NAIROBI. — Burundi’s president Pierre Nkurunziza may find an election victory he is assured of this month swiftly overshadowed by the emergence of an armed insurgency in a nation at the heart of one of Africa’s most combustible regions.

After weeks of protests against the president’s bid for a third term, a general involved in a failed coup says he is mobilising troops, grenade attacks echo round the capital and armed clashes have erupted in the north of a nation still scarred by civil war.

“We are heading for trouble,” said one senior Western diplomat, warning of a “slide back into a low-level conflict” after ethnically charged fighting ended just a decade ago.

Opponents say another five-year term is unconstitutional and are boycotting the July 21 vote, thereby assuring Nkurunziza of victory. Western donors and African neighbours have urged him to step aside.

Yet the rebel-turned-president has shrugged off the pressure, citing a court ruling saying he can run again.

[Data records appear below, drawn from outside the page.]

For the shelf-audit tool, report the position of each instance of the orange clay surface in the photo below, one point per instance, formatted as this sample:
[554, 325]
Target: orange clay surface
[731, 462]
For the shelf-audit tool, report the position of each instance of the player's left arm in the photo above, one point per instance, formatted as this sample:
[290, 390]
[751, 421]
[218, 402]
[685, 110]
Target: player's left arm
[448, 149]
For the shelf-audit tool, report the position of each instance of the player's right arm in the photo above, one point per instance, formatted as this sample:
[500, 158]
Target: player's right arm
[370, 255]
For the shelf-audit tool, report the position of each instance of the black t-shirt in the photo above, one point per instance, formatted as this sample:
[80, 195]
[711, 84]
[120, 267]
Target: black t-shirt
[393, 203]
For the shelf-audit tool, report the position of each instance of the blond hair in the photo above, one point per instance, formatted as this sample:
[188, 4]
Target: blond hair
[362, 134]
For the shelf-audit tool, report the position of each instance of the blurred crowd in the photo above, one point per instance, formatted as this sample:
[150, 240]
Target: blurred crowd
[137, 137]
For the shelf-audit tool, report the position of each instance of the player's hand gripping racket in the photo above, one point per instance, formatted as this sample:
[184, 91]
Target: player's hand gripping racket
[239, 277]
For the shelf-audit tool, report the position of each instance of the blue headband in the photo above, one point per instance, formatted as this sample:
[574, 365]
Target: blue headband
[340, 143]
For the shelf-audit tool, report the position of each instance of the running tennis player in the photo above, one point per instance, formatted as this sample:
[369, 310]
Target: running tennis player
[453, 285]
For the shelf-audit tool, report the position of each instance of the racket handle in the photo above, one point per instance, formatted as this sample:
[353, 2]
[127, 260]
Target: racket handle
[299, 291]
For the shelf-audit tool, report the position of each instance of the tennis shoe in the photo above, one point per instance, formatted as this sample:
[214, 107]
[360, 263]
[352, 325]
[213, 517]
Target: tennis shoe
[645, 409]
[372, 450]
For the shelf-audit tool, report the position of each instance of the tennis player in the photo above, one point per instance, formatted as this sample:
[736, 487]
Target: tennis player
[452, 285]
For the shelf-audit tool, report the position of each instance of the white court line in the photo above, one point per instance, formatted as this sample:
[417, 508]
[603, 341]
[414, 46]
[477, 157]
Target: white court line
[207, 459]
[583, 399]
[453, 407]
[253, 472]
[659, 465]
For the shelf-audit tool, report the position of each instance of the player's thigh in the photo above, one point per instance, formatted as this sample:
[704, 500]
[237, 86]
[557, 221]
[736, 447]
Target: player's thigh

“Political intervention to influence Nkurunziza to end his campaign for a third term failed,” General Leonard Ngendakumana, a leader in the abortive May 13 putsch, told Reuters. “The only way to reach this objective is to use force.”

In response, presidential spokesperson Gervais Abayeho said any threat “will meet the full force our defence and security forces”.

A flare-up in Burundi risks repercussions well beyond the borders of this tiny nation of 10 million people and will create fresh instability in a region with a history of ethnic conflict.

More than 145 000 Burundians — almost 1,5% of the population — have already fled across borders. The crisis could drag in regional players, like Rwanda, a victim of a 1994 genocide that has vowed not to let it happen again in the area.

The crisis is escalating. Grenade blasts in Bujumbura have become frequent. General Ngendakumana said his loyalists were behind assaults that targeted police, who opponents blamed for shooting and killing demonstrators. In the north of Burundi, regional officials said the army last week fought gunmen, who Ngendakumana said were loyal to the coup leaders. A provincial governor said the group had crossed from Rwanda, a charge Kigali denied.

“There is a clear move towards violent resistance,” Thierry Vircoulon, an expert at International Crisis Group, said. “The opposition considers now that armed resistance is the only option left.”

Burundi had been making a slow recovery from civil war that had pitted rebel groups from the Hutu majority against the army at the time commanded by minority Tutsis. The 12-year conflict, which erupted in 1993, killed about 300 000 people.

Such a huge toll in a small country might have made bigger headlines had it not been for a more brutal killing spree in 1994 in next door Rwanda that left 800 000 mostly Tutsis as well moderate Hutus dead. Rwanda has the same ethnic mix as Burundi.

“You can forget development,” said the Western diplomat said of Burundi’s crisis. “There will be lots of refugees and potentially the ethnic card could be taken up again.” — Reuters.